Hey whats up? I hope everyone who is reading this, is having a good day. If your not, cheer up because life is good even when you can't always see it. I know this quite a departure from the usual postings of this blog but sometimes I gotta throw caution to the wind. Let my reader know a little bit about me. Today I received an amazing message from a mother who had seen my blog through PBteen's Facebook. We shall call her J.J. Her son has been the brunt of some bullying. However he has grown and dealt with being bullied with some real class. He's made some knew friends and knows they are his friends and doesn't let his bully get him down. I can often be a little insecure about my own work and it was really nice to receive a little insurance that I was doing a good job.
J.J's cousin's son God Rest his soul took his own life due to bullying, No one knew it was that bad. That is something you hear far to often from those left in the wake. When your being bullied, you learn to wear masks. I always had the biggest forced smile on my face but not to many knew just how much I was hurting. Because everything seemed alright.
I got to a point where, I didn't want to exist. I wanted it all to stop the voices of self-doubt, the constant loop of taunts and jeers from my so called peers that bounced around my head late at night.

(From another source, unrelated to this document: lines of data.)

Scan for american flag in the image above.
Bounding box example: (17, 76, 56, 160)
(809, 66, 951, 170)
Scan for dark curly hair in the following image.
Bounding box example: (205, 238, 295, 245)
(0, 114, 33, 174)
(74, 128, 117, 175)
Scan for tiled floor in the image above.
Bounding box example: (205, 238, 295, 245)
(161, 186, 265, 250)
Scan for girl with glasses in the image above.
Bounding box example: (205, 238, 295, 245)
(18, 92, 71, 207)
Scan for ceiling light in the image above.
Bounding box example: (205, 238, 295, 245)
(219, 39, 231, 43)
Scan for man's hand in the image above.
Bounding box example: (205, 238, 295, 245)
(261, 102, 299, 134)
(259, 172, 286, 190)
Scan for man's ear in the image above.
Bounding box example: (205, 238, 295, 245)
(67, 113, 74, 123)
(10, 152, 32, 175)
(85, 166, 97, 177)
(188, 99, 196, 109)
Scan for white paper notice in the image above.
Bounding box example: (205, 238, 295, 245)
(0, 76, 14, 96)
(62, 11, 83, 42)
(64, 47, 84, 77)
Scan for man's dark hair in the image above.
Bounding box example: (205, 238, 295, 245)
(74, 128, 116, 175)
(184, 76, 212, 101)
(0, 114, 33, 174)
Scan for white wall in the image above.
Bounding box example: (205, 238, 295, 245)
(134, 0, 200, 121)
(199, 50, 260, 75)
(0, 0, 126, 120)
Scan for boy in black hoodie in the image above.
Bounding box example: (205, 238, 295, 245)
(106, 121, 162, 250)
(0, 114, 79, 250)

I wanted the dark and the hurt to just stop. I got so far down that road I set a date for my own self-execution when I was eighteen. I realized I'd gotten to the point where I was no longer thinking about taking my life, I was going to do it.
At that point, I realized I had to grow a pair of balls and talk to somebody that had been around the block a few times not another kid to confide in. I had set all my pride and fears of being rejected for being seen as a wimp off to the side and just talk. I ended up talking to the new principal of high school. He actually was in the admissions department as an accountant and the first person I ever met at the school. I probably never told him every thing in high definition detail but I talked with him a lot and that really helped ground me and gave me something to reach out and grab on to when things got to dark.
Communication is one of the most basic and important life skills a person could have. Learning to really communicate and have deep conversation really helps you out in life. You discover things about yourself and stuff about those your talking to. You'll often discover the advice you were not really asking for or looking for but know it'll come in handy. Don't get stuck in the dark find a mentor to talk to. It doesn't always have to be mom or dad, it could be a sports coach, teacher, a church pastor or elder but it has to be someone you know you can trust and that your safe with. I've even had a few meaningful talks with local police officers and FireFighters at the local station.
Anyways it's long past a Hutch's bedtime so I'm going now G'night folks.